Also known as the Indian Antelope, male Blackbuck are strikingly handsome animals with long, spiralling horns marked with rings and distinctly marked faces with white patches around their eyes. Their bodies have contrasting countershading, with white underparts against their dark back and legs. Females and juveniles are much less conspicuous, fawn in colour with white underparts which resemble the widespread Impala from Africa.
Blackbuck can form massive social aggregations up to several hundred, although most herds consist of 5 to 50 individuals. In the rutting season the males mark territories by rubbing stick black secretions from facial scent glands onto vegetation as well as using dung middens and urine. The rutting peak occurs in February and March, with a second peak as the monsoon ends in August and September.

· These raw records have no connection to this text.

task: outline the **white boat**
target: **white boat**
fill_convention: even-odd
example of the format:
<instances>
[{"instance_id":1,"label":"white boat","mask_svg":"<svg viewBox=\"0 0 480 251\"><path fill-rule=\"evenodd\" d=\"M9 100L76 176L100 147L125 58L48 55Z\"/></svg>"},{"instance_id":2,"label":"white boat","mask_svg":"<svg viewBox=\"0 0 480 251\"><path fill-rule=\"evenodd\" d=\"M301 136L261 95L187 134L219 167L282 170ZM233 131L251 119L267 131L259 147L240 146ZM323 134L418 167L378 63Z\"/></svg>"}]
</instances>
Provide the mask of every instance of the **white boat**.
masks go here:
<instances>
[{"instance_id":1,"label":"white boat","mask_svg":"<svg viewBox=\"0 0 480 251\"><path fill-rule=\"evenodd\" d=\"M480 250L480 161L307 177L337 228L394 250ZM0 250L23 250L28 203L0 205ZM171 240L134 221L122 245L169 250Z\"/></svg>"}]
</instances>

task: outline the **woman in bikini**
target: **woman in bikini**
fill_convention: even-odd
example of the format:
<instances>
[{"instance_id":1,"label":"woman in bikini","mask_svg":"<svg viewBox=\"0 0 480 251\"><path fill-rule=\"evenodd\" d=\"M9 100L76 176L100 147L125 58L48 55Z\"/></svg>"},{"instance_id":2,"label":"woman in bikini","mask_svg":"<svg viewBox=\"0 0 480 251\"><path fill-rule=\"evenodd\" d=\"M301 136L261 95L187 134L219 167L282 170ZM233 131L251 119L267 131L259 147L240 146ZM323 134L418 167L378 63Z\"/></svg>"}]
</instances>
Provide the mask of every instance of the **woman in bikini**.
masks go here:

Due to co-evolution with cheetah as their main predator, Blackbuck are very fast and rely on speed to escape from their main predators, which are now wolves and occasionally leopards.
Declared regionally extinct in Pakistan and Bangladesh, Blackbuck now mainly occur in India with a small population in Nepal. They like open habitats such as grassy plains and thinly forested areas, which allow them to spot predators from long distances as well as providing grazing forage.
Threats and conservation
Although once widespread through the Indian subcontinent, today only small, scattered herds are seen in protected areas, due to habitat destruction through conversion to agricultural use. Some Blackbuck are shot illegally, particularly in areas where they co-exist with Nilgai.